The watermills of Trinity

The ancient commerce of Jersey was measured not in gold or silver, but wheat, the staple crop and the most convenient way of regulating the level of trade.
It proved also to be a most effective way for the powers-that-were to levy taxes through control of the essential process that converted grain into flour; in other words, milling.
The first mills were probably built by the seigneurs of the many fiefs that were established in the wake of the Norman Conquest and were an important source of revenue for them by taking a proportion (tithe) of product
Many ancient mills in Jersey were water mills, but there were a number of windmills on higher ground from St Ouen through St Peter, Mont Mado and Rozel to Grouville.
Water mills were much more numerous on lower ground along the streams that flowed down the valleys all across the island. Trinity had only four: Moulin de Haut, Moulin de Bas, Ponterrin and Augres.

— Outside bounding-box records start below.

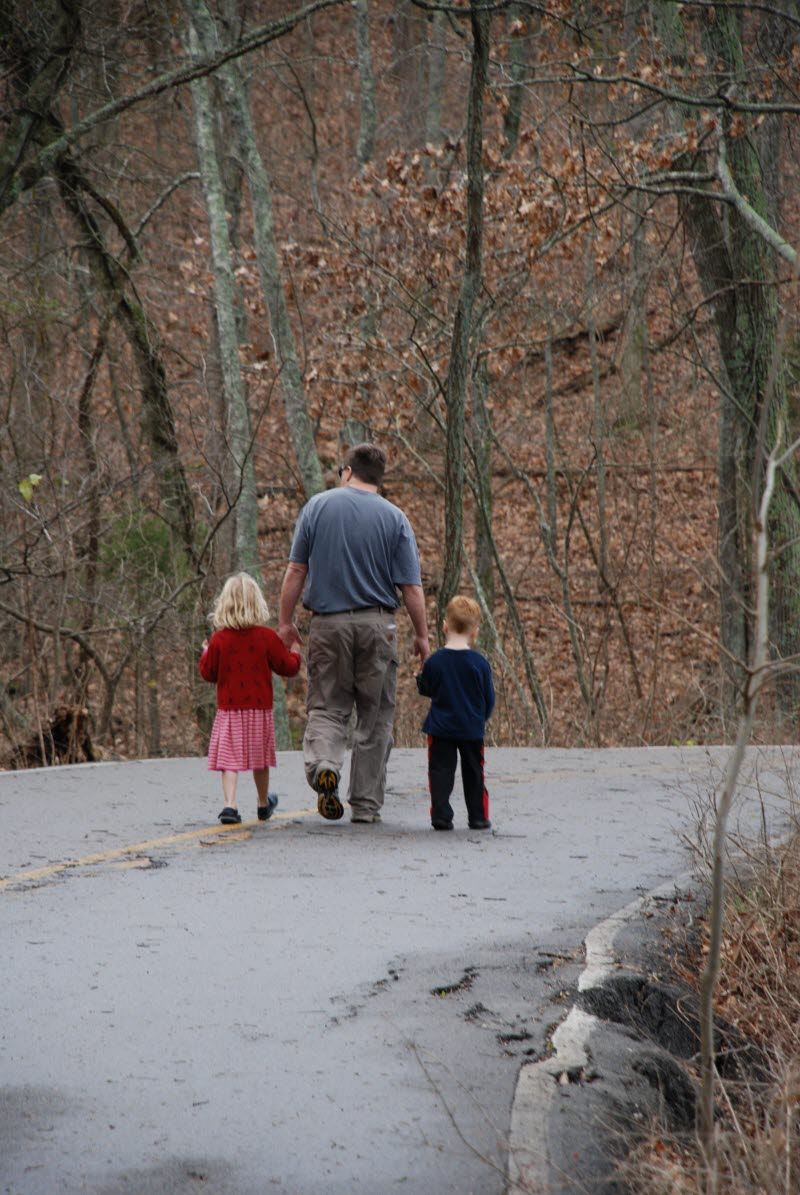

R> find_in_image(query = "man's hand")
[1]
[277,623,303,651]
[414,635,430,663]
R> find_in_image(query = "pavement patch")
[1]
[0,809,317,893]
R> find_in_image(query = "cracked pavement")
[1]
[0,748,765,1195]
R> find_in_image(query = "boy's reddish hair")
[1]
[445,594,481,635]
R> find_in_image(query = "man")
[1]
[277,443,430,822]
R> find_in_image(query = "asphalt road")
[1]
[0,749,784,1195]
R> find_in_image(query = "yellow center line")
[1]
[0,809,317,891]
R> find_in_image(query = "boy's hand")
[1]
[414,635,430,663]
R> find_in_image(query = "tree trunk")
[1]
[472,353,494,611]
[425,12,447,146]
[502,5,523,158]
[187,0,325,500]
[353,0,375,172]
[187,18,259,577]
[439,0,489,624]
[56,157,195,560]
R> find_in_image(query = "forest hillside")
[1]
[0,0,800,766]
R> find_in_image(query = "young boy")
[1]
[416,595,494,829]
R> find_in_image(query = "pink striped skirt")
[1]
[208,710,277,772]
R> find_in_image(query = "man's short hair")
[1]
[344,443,386,485]
[445,594,481,635]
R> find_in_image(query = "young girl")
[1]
[200,572,300,826]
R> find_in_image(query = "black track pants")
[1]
[428,735,489,822]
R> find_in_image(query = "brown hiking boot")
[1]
[313,767,344,821]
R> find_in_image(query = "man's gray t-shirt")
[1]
[289,485,421,614]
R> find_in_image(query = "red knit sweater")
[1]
[200,626,300,710]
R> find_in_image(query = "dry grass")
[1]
[624,822,800,1195]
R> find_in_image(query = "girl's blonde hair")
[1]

When the English Crown battled over its French lands, losing all eventually, Jersey remained under its control and many of the mills became King’s Mills whose revenue went to the ruling monarch, but none of the Trinity mills were considered sufficiently large to gain royal attention.

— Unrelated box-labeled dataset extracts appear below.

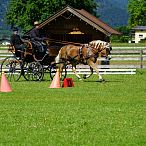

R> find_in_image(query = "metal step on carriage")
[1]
[1,40,67,81]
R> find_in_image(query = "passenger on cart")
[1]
[29,21,47,54]
[10,28,26,59]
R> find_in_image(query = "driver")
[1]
[10,28,26,59]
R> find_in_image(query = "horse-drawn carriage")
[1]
[1,40,111,81]
[1,40,66,81]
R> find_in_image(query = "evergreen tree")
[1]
[128,0,146,28]
[6,0,98,31]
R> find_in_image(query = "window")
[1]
[139,34,143,39]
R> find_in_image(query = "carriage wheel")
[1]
[50,64,67,81]
[1,56,22,81]
[23,62,44,81]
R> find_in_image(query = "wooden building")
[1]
[28,6,120,43]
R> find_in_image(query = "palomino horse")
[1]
[55,40,111,81]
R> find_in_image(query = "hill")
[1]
[96,0,128,27]
[0,0,128,29]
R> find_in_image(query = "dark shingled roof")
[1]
[132,26,146,30]
[30,6,121,36]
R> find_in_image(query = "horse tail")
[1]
[55,49,61,63]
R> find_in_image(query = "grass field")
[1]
[0,70,146,146]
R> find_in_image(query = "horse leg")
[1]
[72,65,82,81]
[88,60,104,81]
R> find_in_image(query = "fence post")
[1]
[140,49,143,69]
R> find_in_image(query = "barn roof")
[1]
[132,26,146,30]
[39,6,121,36]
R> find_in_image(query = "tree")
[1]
[6,0,98,31]
[128,0,146,28]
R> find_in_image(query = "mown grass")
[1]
[0,70,146,146]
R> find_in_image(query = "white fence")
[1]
[0,47,146,74]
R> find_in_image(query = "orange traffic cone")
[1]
[62,78,74,87]
[0,73,12,92]
[49,70,60,88]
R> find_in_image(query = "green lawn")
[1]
[0,70,146,146]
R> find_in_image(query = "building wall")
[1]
[134,30,146,43]
[42,16,109,43]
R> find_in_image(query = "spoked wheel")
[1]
[23,62,44,81]
[1,56,22,81]
[50,63,67,81]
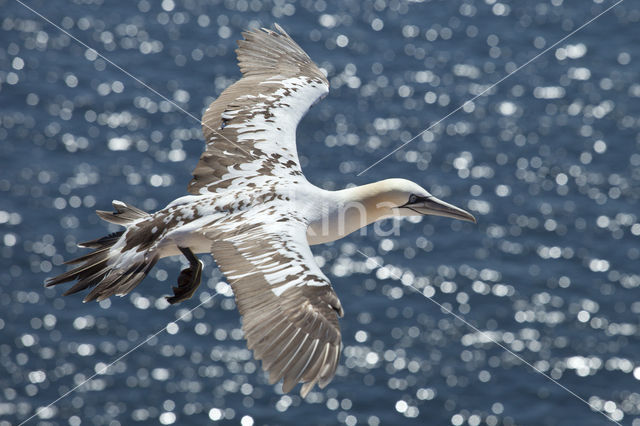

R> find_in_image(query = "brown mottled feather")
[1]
[211,221,342,397]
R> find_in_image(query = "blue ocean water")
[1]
[0,0,640,426]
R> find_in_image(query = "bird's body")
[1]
[47,26,474,396]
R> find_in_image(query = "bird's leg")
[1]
[166,247,202,305]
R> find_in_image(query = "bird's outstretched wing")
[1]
[207,219,343,397]
[188,24,329,195]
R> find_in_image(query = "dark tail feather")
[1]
[45,201,158,302]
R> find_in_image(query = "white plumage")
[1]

Like modern-day emerging green technologies, the ancient mills, being essentially of two types; wind and water, were dependent on weather and had to contend with vagaries of climate, but neither were they free of disruption by human interference.
In 1660 Josue Jennes, the miller at Ponterrin, was taken to task, not first the first or last time, by the millers downstream of him at Paul, Grands Vaux, Malassis and Prieure, for releasing water at night and swamping their mill ponds.

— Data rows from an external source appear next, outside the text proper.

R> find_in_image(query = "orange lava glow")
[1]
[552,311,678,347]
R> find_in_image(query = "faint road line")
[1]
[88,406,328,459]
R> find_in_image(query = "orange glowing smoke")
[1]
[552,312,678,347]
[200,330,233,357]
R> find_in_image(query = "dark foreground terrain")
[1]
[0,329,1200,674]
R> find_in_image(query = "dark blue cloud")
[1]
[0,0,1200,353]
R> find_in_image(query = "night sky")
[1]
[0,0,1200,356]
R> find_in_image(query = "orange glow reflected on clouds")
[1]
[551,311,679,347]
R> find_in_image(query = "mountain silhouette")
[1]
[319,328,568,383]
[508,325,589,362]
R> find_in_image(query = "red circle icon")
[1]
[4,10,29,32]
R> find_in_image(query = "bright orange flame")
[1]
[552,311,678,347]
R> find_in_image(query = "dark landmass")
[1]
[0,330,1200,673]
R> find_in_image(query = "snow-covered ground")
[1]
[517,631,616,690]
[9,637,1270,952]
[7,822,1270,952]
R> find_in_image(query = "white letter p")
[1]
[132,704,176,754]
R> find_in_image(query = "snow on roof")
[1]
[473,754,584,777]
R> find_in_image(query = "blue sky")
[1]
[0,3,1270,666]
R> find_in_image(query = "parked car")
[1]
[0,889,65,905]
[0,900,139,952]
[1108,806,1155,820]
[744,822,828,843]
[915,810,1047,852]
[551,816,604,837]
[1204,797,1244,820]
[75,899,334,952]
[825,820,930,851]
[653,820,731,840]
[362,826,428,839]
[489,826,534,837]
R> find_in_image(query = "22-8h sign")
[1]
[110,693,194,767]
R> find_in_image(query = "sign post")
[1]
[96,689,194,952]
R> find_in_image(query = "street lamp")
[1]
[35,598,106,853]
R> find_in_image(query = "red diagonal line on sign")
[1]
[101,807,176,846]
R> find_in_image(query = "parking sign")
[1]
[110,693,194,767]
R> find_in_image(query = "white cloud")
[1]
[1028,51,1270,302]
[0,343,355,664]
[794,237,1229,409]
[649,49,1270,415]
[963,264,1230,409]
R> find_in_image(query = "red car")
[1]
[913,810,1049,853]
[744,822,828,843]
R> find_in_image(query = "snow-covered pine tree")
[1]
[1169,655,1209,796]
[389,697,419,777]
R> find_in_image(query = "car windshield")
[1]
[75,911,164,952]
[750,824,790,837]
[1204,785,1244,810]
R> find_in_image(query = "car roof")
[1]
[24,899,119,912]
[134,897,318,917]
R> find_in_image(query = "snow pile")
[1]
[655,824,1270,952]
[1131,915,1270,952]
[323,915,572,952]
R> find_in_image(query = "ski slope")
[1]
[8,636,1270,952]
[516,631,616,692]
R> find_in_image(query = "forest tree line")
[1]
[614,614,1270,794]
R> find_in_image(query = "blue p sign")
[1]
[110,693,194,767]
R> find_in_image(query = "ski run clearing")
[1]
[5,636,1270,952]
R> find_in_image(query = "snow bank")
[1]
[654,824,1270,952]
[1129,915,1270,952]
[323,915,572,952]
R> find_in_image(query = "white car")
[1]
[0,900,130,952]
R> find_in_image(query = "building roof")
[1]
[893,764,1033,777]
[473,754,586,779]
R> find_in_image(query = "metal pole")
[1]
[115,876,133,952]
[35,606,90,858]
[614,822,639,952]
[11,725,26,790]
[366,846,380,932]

By the late 1700s, control of the mills had been grasped by a small number of families, often related through marriage, which created, in the view of the ‘’Gazette de Jersey’’, an ‘abominable monopoly’. Little was done to rectify this abuse, which culminated in the bread riots of 1847.
- There is no trace of Moulin de Haut which, according to old maps, was somewhere in the vicinity of Trinity Primary School at the confluence of two streams.
- Moulin de Bas is a fine house some half a mile downstream, which has a restored wheel. An engraving of 1900 shows the old wheel still intact but a later one shows only the spindles.
- Ponterrin Mill, the third on the same stream, now exists as a ruin but was established at least as early as 1066 when it is mentioned in a decree of Duke William of Normandy (the Conqueror).
- The fourth Trinity mill was Augres, which was situated in Vallee des Vaux some few hundred yards above Nicolle mill, now better known as The Harvest Barn.
Further downstream, in St Helier, was Grand Vaux mill, which took extra flow from a millpond in Trinity in the fief of Dielament.
It is odd to think that for centuries wind and water were the dynamos of the economy before becoming almost redundant, but are now, once again, although in greatly modified form, becoming one of the main sources of power taking the modern world into a sustainable future.